The SubsetRandomSampler samples randomly from a list of indices.
As it won’t create these indices internally, you might want to use something like train_test_split to create the training, eval and test indices and then pass them to the SubsetRandomSampler.
if I create train/validation set by creating two DataLoader object outside the training loop, does it mean that in the training phase, train/validation sets are fixed?

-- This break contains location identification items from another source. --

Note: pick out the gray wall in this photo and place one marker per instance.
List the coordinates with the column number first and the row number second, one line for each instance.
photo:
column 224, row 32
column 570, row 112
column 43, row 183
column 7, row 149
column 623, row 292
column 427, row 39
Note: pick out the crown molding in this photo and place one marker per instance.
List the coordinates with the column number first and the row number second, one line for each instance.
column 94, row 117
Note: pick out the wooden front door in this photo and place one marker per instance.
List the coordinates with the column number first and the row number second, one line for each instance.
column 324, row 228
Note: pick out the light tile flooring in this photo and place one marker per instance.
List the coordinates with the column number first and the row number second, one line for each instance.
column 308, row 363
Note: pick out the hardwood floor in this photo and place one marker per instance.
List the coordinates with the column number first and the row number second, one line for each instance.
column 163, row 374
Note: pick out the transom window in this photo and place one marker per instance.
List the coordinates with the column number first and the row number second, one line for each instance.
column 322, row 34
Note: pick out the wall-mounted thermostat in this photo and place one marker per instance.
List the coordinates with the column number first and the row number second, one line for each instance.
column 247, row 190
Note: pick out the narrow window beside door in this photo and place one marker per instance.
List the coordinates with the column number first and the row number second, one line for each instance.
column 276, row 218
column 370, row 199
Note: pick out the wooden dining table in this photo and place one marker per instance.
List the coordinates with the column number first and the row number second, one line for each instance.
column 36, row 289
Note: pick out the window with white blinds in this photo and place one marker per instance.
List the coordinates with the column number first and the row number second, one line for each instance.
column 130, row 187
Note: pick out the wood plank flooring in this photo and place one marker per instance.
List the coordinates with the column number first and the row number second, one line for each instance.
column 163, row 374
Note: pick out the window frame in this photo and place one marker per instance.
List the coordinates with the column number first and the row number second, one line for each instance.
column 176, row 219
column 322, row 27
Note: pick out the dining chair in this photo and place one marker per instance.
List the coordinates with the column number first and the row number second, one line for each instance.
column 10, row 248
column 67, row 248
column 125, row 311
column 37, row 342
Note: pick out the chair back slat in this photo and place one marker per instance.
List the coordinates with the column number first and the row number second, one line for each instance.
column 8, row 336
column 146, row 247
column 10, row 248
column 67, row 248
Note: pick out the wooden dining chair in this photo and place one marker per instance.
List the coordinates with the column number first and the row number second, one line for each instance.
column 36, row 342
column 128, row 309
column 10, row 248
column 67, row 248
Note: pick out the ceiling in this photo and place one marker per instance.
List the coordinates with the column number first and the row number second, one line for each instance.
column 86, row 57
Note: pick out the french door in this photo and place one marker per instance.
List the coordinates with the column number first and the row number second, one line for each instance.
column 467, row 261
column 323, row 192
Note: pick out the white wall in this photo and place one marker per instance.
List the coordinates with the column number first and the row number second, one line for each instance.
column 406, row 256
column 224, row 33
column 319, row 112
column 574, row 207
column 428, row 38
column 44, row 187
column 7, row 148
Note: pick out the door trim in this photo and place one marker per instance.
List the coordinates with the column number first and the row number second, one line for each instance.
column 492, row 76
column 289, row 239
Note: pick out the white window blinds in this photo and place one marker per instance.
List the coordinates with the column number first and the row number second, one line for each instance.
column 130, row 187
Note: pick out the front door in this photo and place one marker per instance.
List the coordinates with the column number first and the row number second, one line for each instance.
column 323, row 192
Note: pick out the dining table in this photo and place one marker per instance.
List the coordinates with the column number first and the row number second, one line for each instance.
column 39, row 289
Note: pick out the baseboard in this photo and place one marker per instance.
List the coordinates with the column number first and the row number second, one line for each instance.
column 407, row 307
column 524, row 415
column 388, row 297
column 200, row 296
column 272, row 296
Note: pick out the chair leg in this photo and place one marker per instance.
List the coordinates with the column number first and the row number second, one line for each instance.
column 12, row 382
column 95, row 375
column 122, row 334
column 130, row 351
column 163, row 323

Do I need to put them inside the training loop if I want to get different train/validation sets for different epochs?
Does it automatically shuffle the training set when getting mini-batch in each epoch?

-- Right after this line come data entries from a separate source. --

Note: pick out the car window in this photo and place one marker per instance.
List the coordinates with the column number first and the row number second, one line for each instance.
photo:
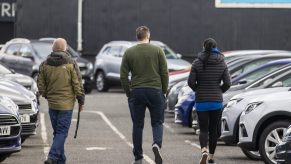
column 114, row 51
column 4, row 70
column 25, row 51
column 260, row 73
column 13, row 49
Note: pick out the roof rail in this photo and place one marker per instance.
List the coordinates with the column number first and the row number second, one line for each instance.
column 19, row 40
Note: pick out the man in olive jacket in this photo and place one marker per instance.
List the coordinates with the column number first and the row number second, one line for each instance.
column 59, row 81
column 149, row 82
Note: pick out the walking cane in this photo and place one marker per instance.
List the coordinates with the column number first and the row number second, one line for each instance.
column 77, row 125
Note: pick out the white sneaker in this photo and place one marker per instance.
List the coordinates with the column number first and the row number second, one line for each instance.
column 158, row 157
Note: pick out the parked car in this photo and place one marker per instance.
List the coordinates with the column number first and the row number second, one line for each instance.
column 27, row 104
column 264, row 122
column 272, row 79
column 231, row 115
column 108, row 61
column 23, row 80
column 246, row 64
column 283, row 149
column 24, row 56
column 260, row 71
column 10, row 128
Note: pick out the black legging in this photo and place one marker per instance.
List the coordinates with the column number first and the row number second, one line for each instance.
column 209, row 122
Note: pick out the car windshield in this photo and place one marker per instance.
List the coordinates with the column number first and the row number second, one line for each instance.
column 255, row 75
column 44, row 49
column 4, row 70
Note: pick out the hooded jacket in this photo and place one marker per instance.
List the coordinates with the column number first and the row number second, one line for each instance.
column 207, row 72
column 59, row 81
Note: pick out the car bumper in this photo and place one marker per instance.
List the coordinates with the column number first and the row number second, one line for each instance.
column 30, row 128
column 10, row 145
column 283, row 153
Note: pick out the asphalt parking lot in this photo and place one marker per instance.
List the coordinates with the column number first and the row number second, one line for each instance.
column 105, row 137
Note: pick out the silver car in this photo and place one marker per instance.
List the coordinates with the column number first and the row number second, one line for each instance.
column 108, row 61
column 27, row 104
column 264, row 122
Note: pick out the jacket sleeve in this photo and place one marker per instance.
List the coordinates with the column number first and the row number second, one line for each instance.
column 192, row 77
column 124, row 72
column 163, row 71
column 77, row 83
column 226, row 80
column 41, row 81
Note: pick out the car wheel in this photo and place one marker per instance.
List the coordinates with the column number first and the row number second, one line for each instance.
column 101, row 82
column 270, row 138
column 3, row 157
column 253, row 155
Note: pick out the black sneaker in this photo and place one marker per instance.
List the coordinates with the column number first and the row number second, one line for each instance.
column 50, row 161
column 158, row 157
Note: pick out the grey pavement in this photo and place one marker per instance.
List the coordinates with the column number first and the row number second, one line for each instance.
column 104, row 137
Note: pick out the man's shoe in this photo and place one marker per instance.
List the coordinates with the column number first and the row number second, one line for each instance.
column 137, row 162
column 204, row 158
column 158, row 157
column 50, row 161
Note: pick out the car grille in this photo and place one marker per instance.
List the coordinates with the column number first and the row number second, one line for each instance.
column 7, row 120
column 28, row 129
column 24, row 106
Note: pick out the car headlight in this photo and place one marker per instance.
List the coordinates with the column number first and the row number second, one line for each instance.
column 232, row 102
column 287, row 135
column 250, row 107
column 90, row 66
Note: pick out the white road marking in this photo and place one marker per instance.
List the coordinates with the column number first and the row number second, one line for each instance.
column 193, row 144
column 46, row 147
column 97, row 148
column 169, row 128
column 108, row 122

The DataLoaders will use the Dataset you are passing.
If you created these Datasets before your training loop, they won’t change.
I’m not sure it’s a good idea to shuffle the training and validation data inside the training loop, as this will yield a data leak.
If you really want to do that, you could create a new sampler or dataset after an epoch and wrap it in a DataLoader and start the next epoch.
The DataLoader will shuffle the data, if you pass shuffle=True as an argument and don’t use an own Sampler. If that’s the case, the Sampler determines, if the data is shuffled or not.
Since the sampler defines the sampling strategy, the shuffle argument would make the sampler meaningless.
Think about some sampler you’ve created to draw a sequence of images in a particular order. If the DataLoader could shuffle, the sequence might be broken. That is why the sampler now defines how to draw samples and when to shuffle.
In your example, you don’t need to specify shuffle=True, as SubsetRandomSampler automatically shuffles the data using the subset indices.